The nump.sum and the sum in python both has errors when summing up an array of floats, they are expetected to occur over half of the time.

The math.fsum and Kahan Summation

They both have zero errors when printed out, or more precisely: 0.0, which means that the error is on a magnitude below 1e-17. However, the math.fsum is faster and it's likely that it's optimized by python.

The Execution Time of Different Sums

I also did experiments to figure out the run-time of each of the algorithms, and here is the plot:

The Python implementation of the Kahan algorithm is not fast compare to math.fsum() in python, which shares the same accuracy.

However, the implementations for the Kahan Running sum is very easy, and it can easily be extended to support summing up sequences of comnplex numbers.

A Kahan Rumming Sum is a sum that allows the user to use the number as a accumulator, and then add floats to it in real time, making it more general and comfortable to use.
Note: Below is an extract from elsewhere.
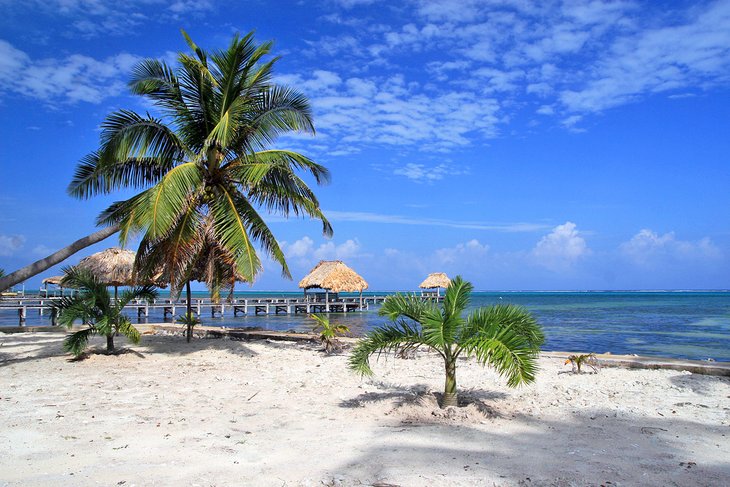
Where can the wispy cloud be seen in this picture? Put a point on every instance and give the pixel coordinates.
(365, 217)
(651, 249)
(9, 244)
(71, 79)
It's simple and it gets the works done pretty elegantly.

The simple implementation of Kahan Rumming Sum is here.

Comparing with Pulp LP Solver

The python implementation of the algorithm has remarkable numerical accuracy, but terrible run-time compare to the Coin_CBC solver.

The initialization offset of Coin_CBC is negligible compare to the slowness of python.
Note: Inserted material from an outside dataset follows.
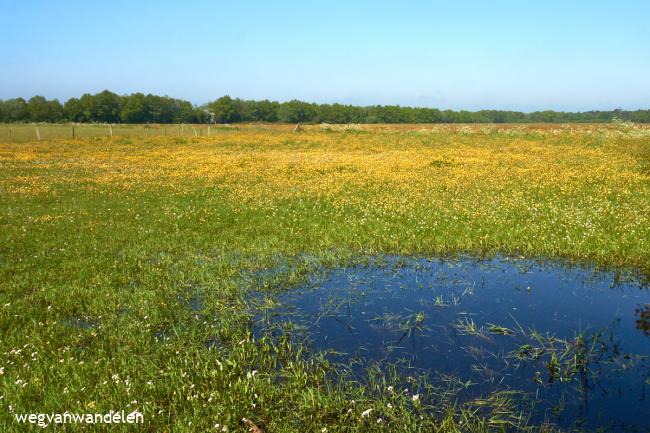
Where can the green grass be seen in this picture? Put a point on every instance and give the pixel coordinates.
(105, 244)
But, over all the algorithm serves a great prototype for constructing the EKnapSack solver in other languages. And it demonstrated things well.

The sample size for both boxplot is the same.

Gallery

Here is 3 instances of the solutions visualized using matplotlib.pyplot.

• Horizontal Line/Axis:
  • The horizontal red bar is representing the budget, the y offset is budget/(total weights of all the items)
  • Circles are plotted on the coordinate system where y: weights, x: profits.
• Circles:
  • The items in the knapsack.
  • The color is random, it looks like skittle, but if a circle is fulled by color, then it represents that that item is included into the optimial solution.
  • The size of the circle represents the number of items available with that exact weights and profits in the knapsack.
  • The coordinate of the circles corresponds to the weight and profits of the item.
  • The label on the circle is in the format of "\|\d+/\d+\|", where the first number represents the number of that items that is included into the final optimal solution, the second number represents the availability of that items in the knapsack.